At its most basic level, all magic is a lie. Magicians are just deceivers who use sleight of hand or elaborate props to present a fictional scenario to the audience. Maybe the reason I don’t enjoy watching magic is that I hate being lied to. I find it impossible to watch a magician’s routine without ruining the fun for myself and immediately looking up how the trick was done.

While I don’t have the same dislike for film as I do for magic, ever since I’ve started watching movies I’ve been interested in the behind-the-scenes processes. They say films have a sort of ‘movie magic,’ but just like stage magic, movie magic is an elaborate deception. Behind every Hollywood tearjerker are producers in pin-striped suits, directors with big egos and actors looking for their big break. Knowing these things spoils the illusion of “movie magic.” 

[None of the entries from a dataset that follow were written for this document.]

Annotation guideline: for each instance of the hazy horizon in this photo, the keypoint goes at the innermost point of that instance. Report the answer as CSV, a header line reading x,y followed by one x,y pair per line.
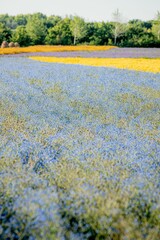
x,y
97,10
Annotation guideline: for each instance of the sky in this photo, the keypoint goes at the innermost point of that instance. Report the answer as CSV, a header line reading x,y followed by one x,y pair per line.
x,y
90,10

“Marvelous and the Black Hole,” however, feels like real magic. The greatest strength Kate Tsang brings to her directorial debut is authenticity — but this is no illusion. Being an indie film made on a shoestring budget, “Marvelous and the Black Hole” feels like a labor of love from everyone involved with the production.

The authenticity of this movie reveals itself most prominently in its ability to tell a dark story without taking itself too seriously. The editing of the film is full of funny and flashy jump cuts, and Tsang’s background in animation shines through the film at multiple points, such as when a scene is scribbled over in marker to reflect teenage doodling. While the subject matter is death and angst, the lighthearted tone of the film makes the viewing experience fun.

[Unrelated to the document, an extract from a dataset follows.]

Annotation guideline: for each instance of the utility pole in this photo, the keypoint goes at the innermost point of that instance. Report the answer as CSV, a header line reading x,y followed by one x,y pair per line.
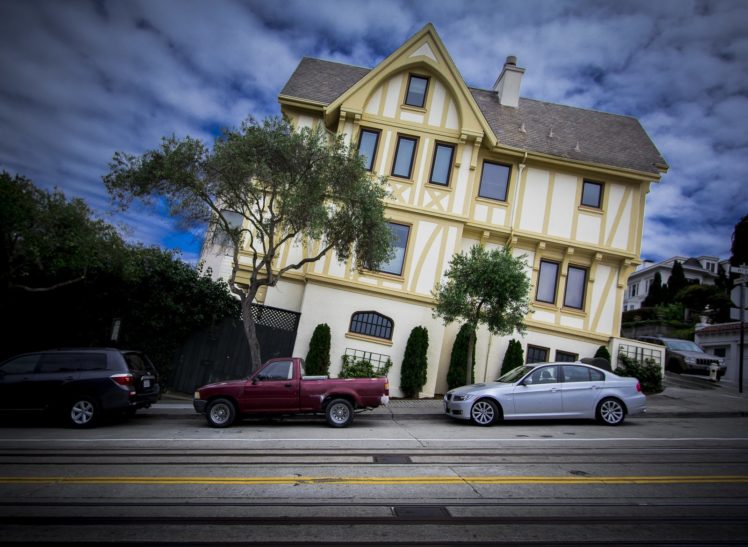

At the center of the film is the wonderful chemistry between Sammy (Miya Cech, “Rim of the World”) and Margot (Rhea Perlman, “Poms”). Sammy, a 13-year-old troubled by the recent loss of her mother, is a vessel of unrelenting rage. She vandalizes the school, gives herself stick-and-poke tattoos and brazenly smokes cigarettes in public places. The only thing that seems to scare Sammy is the threat of her father sending her to military school. 

Courtesy of the Sundance Institute

On the flip side is Margot, a magician Sammy runs into while attempting to ditch school. Margot does not perform the cerebral, mind-blowing magic you would expect from magicians like David Copperfield or Penn & Teller, although you suspect that she is talented enough to be able to perform those stunts. Instead, Margot, with a personality so sweet it’ll give you a cavity, chooses to perform magic for kids.

The film seems to be very curious about how different people deal with trauma. Every member of Sammy’s family deals with the loss of Sammy’s mother in very different ways. Sammy’s father (Leonardo Nam, “Westworld”) attempts to suppress his grief through his work and time with his fiancé, and Sammy’s sister (Kannon Omachi, “First Day Back”) builds a recreation of her life with her mother in her Sims-esque video game.

In a Q&A session after the premiere, Tsang explained her intentions to create a film based on her childhood experience. Being the child of divorced parents, she observed that all the members of her family dealt with the divorce in dramatically different ways. Tsang’s experience is also captured through the film’s predominantly Asian cast; she had previously expressed her frustration with the lack of actors of Asian descent in the coming-of-age film genre.

Aside from the choice to feature an Asian cast, “Marvelous and the Black Hole” offers little else to differentiate itself amid the sea of indie coming-of-age films. Cutting through the flashy editing and colorful characters, the film covers little new narrative ground and the plot offers no real surprises. They say in the world of magic that a magician is never to repeat the same trick twice. It seems “Marvelous and the Black Hole” is the repetition of a trick that has been performed many times before.

“Marvelous and the Black Hole” is a film with an abundance of heart, but it relies on its heart to keep it interesting. If anything, this film shows potential from both Tsang and Cech as fresh, and much needed, faces in cinema. 

Hopefully, both will continue to create fun and authentic experiences of pure movie magic.